My girl Christie has been with me 11 months now. I cannot believe how quickly this year has flown by. She wasn’t a super active dog to begin with – her age and her health contributed to a general weariness – but she has, from her first day with me, been my companion and is always near me if not on my feet.
The last few months – well actually, since June when she had a seizure at the Petsmart and her vet ran her through a bunch of tests and x-rays to find the masses on her spleen and heart – she has noticeably declined, although you couldn’t tell from her appetite. I can no longer take her on walks as she won’t go more than a few yards without sitting down for a break. I try to get her to walk around the back yard with me (I’ve got a pretty good size yard) and she does make more of an effort when she’s not on the leash but she still plunks her butt down when she’s had enough. Her vet says there isn’t anything that can be done beyond the joint and arthritis meds she takes. She’s too old for a surgery that may or may not be effective because of the placement of the masses.
She loves when my granddaughter comes to visit, or when I heft her up into my car and take her to their house. She loves car rides but cannot get in and out on her own, so we have our little routine for getting her in, and I take her to their house whenever I go.
But the excitement exhausts her and when she’s out, she’s out. With so little exercise, and my lack of restraint for treat giving, she’s getting rounder and I know that is exasperating the situation and not helping her at all – but I always end up caving and giving her that piece of chicken jerky or pig ear when she asks. It’s when her appetite fails that I’m going to worry.
She does love it (sort of) when we have dog boarders. She gets a little bump to her energy level as she instructs our dog guests on the behavior she expects from them – no horsing around, no jumping on her, no chasing the cats, and no barking! Christie is the only dog allowed to bark in her house! And if they pass her stringent criteria, they are allowed to join her on the dog bed and keep her behind warm.

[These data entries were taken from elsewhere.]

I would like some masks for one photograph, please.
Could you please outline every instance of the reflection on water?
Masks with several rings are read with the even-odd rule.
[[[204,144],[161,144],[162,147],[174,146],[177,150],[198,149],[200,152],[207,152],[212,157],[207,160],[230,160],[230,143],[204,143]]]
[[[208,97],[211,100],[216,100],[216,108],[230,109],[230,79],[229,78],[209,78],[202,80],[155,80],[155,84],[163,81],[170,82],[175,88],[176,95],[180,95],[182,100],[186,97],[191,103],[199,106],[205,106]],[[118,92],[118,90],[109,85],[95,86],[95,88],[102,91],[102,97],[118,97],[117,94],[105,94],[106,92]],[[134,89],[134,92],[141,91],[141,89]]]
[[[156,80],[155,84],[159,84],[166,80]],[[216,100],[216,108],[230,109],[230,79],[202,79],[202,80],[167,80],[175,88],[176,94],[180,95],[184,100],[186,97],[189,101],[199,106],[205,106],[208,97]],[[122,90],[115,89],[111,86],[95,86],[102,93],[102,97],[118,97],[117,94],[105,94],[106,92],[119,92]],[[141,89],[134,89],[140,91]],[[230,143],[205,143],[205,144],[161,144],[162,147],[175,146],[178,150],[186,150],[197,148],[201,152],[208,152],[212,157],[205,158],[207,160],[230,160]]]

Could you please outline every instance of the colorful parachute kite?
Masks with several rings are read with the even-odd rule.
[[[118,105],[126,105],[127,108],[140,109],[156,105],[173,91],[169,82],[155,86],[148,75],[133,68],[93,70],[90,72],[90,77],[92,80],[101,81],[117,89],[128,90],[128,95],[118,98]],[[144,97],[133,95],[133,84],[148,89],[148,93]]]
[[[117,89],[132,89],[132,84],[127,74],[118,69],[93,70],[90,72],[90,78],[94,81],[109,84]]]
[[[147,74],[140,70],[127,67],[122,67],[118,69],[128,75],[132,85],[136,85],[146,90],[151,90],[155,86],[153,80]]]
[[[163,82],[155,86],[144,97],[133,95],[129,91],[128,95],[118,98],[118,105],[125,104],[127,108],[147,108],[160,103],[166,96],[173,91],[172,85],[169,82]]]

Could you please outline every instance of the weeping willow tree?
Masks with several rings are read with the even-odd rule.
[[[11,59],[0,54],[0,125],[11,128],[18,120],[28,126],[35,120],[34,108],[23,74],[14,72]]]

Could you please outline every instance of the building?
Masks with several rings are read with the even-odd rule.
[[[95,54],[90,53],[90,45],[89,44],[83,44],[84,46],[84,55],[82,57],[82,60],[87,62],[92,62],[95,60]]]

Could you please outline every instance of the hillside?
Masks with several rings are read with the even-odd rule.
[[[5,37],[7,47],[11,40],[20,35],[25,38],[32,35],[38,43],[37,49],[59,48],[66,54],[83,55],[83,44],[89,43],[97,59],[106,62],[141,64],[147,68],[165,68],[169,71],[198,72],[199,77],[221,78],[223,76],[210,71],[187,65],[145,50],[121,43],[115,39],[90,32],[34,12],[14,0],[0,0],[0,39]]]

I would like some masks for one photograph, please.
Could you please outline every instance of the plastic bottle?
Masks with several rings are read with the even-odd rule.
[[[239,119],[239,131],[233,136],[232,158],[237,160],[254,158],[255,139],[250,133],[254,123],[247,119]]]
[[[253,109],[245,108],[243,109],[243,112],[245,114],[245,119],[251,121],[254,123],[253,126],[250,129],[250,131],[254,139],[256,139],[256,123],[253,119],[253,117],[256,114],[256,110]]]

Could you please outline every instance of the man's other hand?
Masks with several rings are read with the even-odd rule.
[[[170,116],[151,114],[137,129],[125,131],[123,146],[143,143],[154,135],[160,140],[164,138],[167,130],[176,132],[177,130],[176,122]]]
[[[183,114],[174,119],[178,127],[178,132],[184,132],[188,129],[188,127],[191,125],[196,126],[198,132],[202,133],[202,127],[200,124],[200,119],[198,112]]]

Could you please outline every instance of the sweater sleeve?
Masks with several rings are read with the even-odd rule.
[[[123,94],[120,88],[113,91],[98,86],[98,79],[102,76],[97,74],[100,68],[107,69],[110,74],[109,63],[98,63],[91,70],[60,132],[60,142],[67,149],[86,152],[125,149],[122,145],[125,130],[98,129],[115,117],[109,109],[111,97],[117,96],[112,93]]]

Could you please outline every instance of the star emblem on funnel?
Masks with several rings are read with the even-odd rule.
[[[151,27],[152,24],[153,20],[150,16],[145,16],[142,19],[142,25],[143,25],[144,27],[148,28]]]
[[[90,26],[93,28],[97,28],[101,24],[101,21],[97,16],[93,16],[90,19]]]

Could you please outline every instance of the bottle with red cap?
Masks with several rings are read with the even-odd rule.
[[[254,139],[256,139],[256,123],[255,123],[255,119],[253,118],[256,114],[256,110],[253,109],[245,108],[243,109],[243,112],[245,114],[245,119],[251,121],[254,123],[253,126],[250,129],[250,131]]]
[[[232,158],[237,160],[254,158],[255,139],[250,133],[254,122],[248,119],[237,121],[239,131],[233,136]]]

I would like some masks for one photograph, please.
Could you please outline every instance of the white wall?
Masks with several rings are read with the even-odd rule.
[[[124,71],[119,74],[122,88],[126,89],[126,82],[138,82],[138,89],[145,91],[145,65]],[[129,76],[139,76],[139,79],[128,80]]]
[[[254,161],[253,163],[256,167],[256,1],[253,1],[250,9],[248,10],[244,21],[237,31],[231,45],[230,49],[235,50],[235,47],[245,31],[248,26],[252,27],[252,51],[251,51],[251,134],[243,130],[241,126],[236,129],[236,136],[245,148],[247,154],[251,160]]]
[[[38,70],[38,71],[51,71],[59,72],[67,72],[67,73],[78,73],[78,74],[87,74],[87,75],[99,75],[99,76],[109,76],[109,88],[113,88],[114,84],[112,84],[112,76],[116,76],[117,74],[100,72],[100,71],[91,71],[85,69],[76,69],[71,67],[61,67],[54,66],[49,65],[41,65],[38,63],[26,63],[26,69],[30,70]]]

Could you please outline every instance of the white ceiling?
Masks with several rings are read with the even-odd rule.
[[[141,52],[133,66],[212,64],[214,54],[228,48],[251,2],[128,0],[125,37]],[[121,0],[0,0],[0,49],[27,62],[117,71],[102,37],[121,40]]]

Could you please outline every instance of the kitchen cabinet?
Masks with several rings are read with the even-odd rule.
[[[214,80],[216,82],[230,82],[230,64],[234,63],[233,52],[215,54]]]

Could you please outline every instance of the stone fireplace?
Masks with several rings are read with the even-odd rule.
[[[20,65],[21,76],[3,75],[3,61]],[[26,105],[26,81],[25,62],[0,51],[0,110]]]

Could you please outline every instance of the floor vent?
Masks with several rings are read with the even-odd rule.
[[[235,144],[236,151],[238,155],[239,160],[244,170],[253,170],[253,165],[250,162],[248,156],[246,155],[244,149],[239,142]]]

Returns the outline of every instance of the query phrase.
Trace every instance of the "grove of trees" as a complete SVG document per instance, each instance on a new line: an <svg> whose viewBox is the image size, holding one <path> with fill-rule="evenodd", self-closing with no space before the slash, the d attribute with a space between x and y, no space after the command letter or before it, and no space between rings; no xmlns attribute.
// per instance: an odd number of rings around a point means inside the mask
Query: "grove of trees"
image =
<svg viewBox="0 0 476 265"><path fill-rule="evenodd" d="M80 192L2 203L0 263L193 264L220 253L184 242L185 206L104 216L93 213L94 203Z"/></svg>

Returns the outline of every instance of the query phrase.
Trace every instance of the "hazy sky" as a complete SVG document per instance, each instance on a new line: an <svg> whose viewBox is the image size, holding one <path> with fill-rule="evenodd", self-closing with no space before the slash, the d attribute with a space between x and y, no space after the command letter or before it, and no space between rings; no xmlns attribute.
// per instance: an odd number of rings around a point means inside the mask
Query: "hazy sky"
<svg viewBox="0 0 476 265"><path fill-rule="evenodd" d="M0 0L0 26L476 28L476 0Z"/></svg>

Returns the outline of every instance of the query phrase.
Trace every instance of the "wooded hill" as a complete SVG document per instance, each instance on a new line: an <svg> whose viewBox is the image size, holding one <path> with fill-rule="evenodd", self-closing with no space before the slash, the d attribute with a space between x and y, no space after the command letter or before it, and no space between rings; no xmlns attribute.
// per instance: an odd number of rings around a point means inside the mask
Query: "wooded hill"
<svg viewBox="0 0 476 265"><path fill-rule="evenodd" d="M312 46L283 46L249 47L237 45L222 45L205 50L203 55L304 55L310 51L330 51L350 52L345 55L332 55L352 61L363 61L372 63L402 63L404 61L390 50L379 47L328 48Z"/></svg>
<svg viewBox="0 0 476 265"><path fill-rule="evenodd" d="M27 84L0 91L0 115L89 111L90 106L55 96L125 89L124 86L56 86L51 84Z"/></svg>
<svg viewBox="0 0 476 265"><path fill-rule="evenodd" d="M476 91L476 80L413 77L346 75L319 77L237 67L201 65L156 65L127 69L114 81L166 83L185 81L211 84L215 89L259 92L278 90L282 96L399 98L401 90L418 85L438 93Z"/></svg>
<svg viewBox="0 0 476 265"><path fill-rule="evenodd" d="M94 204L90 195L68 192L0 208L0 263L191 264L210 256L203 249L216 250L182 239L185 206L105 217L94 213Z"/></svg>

I don’t know how much longer she is going to be with me. Her seizures are coming more frequently. The last one, as I held her unconscious body, I swear I put my head to her chest to listen and there was nothing, no heart beat. It was a good ten seconds and then she came back, breathing hard and then after a moment, she turned her head and looked at me with those eyes. Then she was up and got a drink, and looked at me again as if to say, “Not today, mom. Not today.”